Quando se fala da música do quarteto britânico Dry Cleaning, é quase unanimidade o comentário sobre o estilo spoken word da vocalista Florence Shaw ou seu cantar propositadamente blasé, adotado desde o início da banda. Natural, já que é um dos elementos que se destaca no conjunto de sua música. Mas um olhar mais atento sugere uma atenção mais adequada, semelhante ao olhar para a música dos Smiths, por exemplo, na similaridade que os aproxima: vocalista de presença magnética, cada qual ao seu modo; e uma música em que a guitarra surge como protagonista, cada qual a seu modo também.
Com esse olhar, é inadmissível deixar o genial trabalho do guitarrista Tom Dowse em segundo plano. Percepção que vem desde o álbum de estreia, o ótimo New Long Leg (2021), reafirmada aqui em Stumpwork.

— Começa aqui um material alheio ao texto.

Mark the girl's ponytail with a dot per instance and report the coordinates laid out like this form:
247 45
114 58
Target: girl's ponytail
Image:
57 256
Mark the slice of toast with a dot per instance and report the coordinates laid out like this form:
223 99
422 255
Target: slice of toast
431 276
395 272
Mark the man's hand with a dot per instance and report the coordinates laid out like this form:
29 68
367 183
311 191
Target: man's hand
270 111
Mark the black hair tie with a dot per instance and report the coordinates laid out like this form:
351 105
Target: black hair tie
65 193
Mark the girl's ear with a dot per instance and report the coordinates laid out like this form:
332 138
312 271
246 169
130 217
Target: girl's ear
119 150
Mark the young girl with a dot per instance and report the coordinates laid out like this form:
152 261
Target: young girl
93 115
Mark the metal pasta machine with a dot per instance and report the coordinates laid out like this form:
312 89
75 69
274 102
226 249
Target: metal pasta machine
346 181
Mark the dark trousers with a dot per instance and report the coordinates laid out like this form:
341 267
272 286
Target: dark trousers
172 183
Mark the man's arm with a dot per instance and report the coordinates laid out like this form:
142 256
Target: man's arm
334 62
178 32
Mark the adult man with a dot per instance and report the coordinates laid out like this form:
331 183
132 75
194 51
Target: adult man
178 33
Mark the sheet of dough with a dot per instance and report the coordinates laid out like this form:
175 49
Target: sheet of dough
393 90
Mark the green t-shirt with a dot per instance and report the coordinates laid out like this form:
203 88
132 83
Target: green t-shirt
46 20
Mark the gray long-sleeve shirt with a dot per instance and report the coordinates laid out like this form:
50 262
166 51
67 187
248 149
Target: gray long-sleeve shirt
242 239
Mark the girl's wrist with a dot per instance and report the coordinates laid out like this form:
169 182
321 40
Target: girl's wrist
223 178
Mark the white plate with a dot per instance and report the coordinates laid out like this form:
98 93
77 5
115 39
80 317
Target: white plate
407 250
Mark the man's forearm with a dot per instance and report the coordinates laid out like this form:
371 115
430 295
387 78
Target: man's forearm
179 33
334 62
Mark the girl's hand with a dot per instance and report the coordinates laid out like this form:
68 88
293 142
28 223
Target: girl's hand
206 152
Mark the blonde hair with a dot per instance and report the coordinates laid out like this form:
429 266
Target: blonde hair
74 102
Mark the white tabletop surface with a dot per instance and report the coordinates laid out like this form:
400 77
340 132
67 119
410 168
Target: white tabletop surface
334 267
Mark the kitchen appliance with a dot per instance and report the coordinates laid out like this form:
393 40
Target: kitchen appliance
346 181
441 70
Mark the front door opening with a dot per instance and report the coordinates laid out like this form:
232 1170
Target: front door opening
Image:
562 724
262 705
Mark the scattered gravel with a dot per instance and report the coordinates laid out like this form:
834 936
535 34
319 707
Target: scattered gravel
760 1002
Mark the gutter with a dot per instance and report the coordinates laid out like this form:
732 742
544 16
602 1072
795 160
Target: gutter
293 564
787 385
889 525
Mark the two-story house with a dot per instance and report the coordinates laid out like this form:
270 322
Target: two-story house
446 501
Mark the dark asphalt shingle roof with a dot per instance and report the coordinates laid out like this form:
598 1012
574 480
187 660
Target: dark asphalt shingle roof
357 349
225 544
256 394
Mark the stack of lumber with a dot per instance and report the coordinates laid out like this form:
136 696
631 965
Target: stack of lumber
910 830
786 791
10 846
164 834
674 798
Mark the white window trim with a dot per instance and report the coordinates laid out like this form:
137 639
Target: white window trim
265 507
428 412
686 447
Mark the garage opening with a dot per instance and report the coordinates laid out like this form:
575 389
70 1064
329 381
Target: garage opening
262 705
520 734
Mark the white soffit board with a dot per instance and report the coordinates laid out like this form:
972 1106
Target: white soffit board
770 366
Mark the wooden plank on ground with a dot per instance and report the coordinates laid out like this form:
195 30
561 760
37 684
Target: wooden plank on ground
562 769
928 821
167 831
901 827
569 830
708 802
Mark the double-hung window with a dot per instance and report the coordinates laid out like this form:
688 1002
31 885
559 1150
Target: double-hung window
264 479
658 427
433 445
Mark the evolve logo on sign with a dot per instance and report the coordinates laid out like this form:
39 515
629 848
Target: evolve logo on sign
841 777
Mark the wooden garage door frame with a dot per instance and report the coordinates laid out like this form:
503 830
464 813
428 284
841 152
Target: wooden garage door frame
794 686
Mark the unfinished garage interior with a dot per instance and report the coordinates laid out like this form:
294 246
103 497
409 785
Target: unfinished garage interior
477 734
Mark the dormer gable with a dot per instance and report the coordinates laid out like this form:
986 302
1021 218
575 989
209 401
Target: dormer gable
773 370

Ainda que “Anna Calls From the Arctic”, faixa que abre o disco, pareça direcionar a sonoridade para uma menor presença das seis cordas, com sintetizadores e sopros ganhando um espaço até então inédito, o trabalho de Dowse se faz presente, inserido de forma discreta. É essa versatilidade, e mais a variação de timbres, domínio de riffs, uso de dissonâncias e, aqui, o acréscimo de dedilhados e batidas, que o guitarrista imprime na música do Dry Cleaning. Novamente, esse é o elemento que soma-se ao estilo de Shaw, e dá o diferencial na sonoridade do grupo, quase como um paradigma.
Se por um lado o filme se repete, na atrativa repetição monocórdica beirando o tédio do estilo da vocalista, com suas letras de texto subjetivo e fragmentado sobre situações cotidianas. Por outro, ele muda, abandonando o formato de guitarras frenéticas entusiasmadas ou catapultadas por texturas, ao desacelerar e direcionar para climas mais suaves. Perceptível nas pinceladas acústicas de violão, e os dedilhados melodiosos de “Kwenchy Kups”, uma música otimista e alegre – nas palavras de Shaw – e “Gary Ashby”, dos poucos momentos em que Shaw resolve cantar uma letra sobre uma tartaruga de estimação.
Quando a opção é pela sonoridade mais comum à banda, a opção é por retomar a trama de riffs em profusão preenchendo espaços vazios, num arranjo impulsionado pelo baixo e bateria de Lewis Maynard e Nick Buxton, em “Driver’s Story”. A faixa segue o já conhecido ritmo cadenciado, e pouco avança para além de uma paisagem musical conhecida.
Essas quatro faixas são como um microcosmo de Stumpwork. Ou seja, contém praticamente tudo que engloba o disco. Mais constatação do que demérito, a verdade é que todo paradigma cobra um preço, e não é diferente aqui. A sensação de homogeneidade bate forte. A incrível versatilidade de Dowse não é suficiente para dinamizar a música do Dry Cleaning para além de ambientes já conhecidos, mesmo quando dobra a sonoridade da guitarra em “Don’t Press Me”, a faixa mais aceleradinha e básica do disco, junto com “Conservative Hell”.
A mudança do enfoque – sai Sonic Youth e diminui a sombra Pós-Punk, entram influências jazzísticas e elementos mais melodiosos – mostra a tentativa de variação ou reinvenção dentro do paradigma, ainda que o final repita o roteiro de New Long Leg, com duas canções longas e contemplativas e alguma experimentação pontual em “Liberty Log”, cuja letra fala sobre gostar de ficar no quarto, e “Icebergs”, adequadamente nominada, já que é a faixa mais gélida do disco, com timbres de guitarra soando psicodelicamente assombrosos.
++ Leia o especial sobre a banda Dry Cleaning
Falta contraponto na música do Dry Cleaning. Ao que tudo indica, não era isso que buscavam ao repetirem o script de seu primeiro álbum, mesmo estúdio e mesmo produtor, John Parish. Talvez uma expectativa demasiada para um segundo trabalho, lançado num curto espaço de tempo, com a banda numa rotina incessante de shows pós-pandemia.
Bom que eles estejam próximos dos holofotes mas não tão perto ao ponto de se queimarem.